It's true -- HVAC systems in office buildings are linked to higher rates of employee illness and absenteeism. Of course, many factors contribute to indoor air quality problems, such as improper installation and maintenance of the systems, pollutants and synthetic materials, and overall ventilation problems in the building. (So if your eyes are constantly watering and your throat feels like it is burning, you may have a bona fide case of "sick building syndrome.")
Before you stock up on hand sanitizer, remember there is another option. You do not have to stay cooped up in an office forever. Why not choose a healthier work environment -- in your own home?
We built Aha! around an entirely distributed team of talented people working right where they live. I believe that remote work not only helps our team achieve sustainable happiness, it also offers a healthier way of working than many of us had before. One team member gladly traded a round-trip commute of more than two hours. Another gave up a hectic travel schedule when he joined our team and is happier for it.
While none of us is immune to the occasional cold, it's a relief to know that people we care about -- our colleagues and teammates -- are able to create a work environment that first their needs.
Here are a few more reasons that remote work is healthier than toiling in an office cubicle:
Many modern office buildings are designed to be energy-efficient and airtight -- with windows that do not open. This means there is no chance for fresh air (unless you sneak outside for a break). Working remotely, you can create a comfortable workspace where you can be most productive. You have the freedom to decide where and how to get your work done. Beyond airborne germs, that kind of autonomy will certainly improve your mental state.

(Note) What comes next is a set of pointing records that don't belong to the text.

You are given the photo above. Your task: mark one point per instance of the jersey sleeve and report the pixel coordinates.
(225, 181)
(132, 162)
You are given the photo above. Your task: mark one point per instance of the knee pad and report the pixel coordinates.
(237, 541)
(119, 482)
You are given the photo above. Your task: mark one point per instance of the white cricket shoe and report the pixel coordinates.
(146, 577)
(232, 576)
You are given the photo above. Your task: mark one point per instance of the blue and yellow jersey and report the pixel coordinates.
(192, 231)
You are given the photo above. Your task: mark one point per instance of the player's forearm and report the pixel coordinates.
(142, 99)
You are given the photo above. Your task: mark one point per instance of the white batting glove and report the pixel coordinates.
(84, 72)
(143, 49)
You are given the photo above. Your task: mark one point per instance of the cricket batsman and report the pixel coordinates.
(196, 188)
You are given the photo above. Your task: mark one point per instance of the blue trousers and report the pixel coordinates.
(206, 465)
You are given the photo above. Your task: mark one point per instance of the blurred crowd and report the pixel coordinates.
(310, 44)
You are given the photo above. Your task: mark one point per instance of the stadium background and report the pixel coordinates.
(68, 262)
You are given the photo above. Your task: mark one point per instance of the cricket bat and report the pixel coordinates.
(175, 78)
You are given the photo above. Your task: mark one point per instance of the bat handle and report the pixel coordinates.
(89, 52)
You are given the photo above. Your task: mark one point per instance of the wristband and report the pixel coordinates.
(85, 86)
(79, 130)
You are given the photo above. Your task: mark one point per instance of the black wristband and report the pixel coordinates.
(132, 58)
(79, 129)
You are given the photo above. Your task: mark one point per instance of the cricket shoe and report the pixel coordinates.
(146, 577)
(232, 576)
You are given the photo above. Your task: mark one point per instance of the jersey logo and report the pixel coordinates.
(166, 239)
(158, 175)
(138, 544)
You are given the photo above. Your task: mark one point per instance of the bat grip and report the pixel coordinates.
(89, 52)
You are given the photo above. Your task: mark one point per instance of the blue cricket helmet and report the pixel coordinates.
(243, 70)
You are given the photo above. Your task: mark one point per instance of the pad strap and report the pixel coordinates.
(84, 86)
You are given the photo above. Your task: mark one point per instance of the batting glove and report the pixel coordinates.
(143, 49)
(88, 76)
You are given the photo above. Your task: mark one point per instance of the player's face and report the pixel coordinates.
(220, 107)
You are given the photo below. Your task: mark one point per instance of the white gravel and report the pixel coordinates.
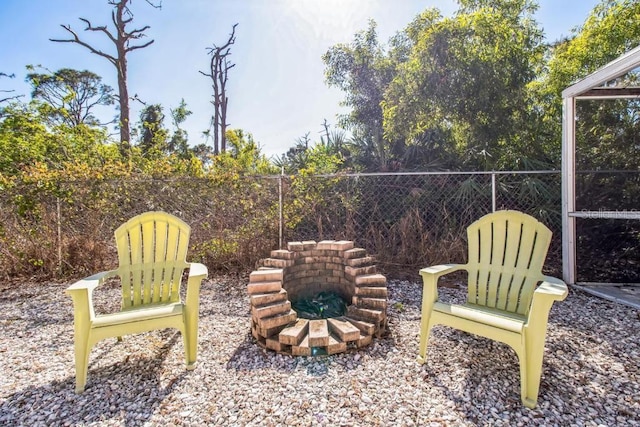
(590, 378)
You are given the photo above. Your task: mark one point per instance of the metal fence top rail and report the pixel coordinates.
(339, 175)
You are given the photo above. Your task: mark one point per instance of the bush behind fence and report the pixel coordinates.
(64, 231)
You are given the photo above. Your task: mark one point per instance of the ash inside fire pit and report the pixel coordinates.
(324, 305)
(340, 300)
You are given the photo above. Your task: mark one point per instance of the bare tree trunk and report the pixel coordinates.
(121, 16)
(218, 72)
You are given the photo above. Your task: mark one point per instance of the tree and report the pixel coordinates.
(362, 70)
(71, 94)
(122, 39)
(179, 142)
(464, 87)
(611, 29)
(5, 98)
(219, 73)
(153, 135)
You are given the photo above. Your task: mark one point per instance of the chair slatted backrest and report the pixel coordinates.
(152, 250)
(507, 250)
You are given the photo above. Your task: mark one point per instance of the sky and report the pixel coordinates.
(276, 89)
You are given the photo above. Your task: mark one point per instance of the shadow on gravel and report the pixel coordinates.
(128, 393)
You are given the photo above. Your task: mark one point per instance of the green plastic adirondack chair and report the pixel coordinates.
(508, 298)
(152, 249)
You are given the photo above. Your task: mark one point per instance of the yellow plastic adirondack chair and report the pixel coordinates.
(508, 297)
(152, 249)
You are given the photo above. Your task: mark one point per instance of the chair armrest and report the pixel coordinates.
(197, 273)
(550, 290)
(430, 276)
(81, 293)
(553, 287)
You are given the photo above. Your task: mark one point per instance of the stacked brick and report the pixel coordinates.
(306, 269)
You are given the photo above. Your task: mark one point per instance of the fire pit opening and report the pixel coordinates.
(325, 305)
(317, 298)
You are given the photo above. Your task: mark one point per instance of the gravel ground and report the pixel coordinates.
(590, 377)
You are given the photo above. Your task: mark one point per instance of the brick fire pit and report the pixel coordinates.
(306, 269)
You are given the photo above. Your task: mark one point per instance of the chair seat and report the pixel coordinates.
(138, 314)
(492, 317)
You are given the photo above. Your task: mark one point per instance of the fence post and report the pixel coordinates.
(493, 192)
(59, 233)
(281, 214)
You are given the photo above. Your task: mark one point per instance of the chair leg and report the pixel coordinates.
(531, 371)
(190, 339)
(425, 330)
(82, 350)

Choosing the stairs instead of the office elevator may help you meet your daily step count. But a stairwell is hardly an inspiring place for a workout. When working from home, you can walk your dog around the neighborhood, practice yoga, or enjoy a morning bike ride (while everyone else sits in traffic). I get outside and exercise most days of the week, and it not only gives me a terrific energy boost but helps me maintain my focus.
If you work from home, you no longer have to worry about the officemate with that hacking cough. No more sanitizing keyboards and phones. The only workspace you need to keep clean is your own. (And you might finally get through one winter without catching the flu.) Consider how much better you will feel -- and how much work you will accomplish -- if you stay healthy.
If you have ever thought about a remote job, you may have focused on the flexibility as a nice "perk." But it is more than that. It's worth considering all the ways that a remote job can help you achieve a healthier lifestyle. Remote work makes a positive difference for our team and it can for you too.
How do you stay healthy at work during cold season?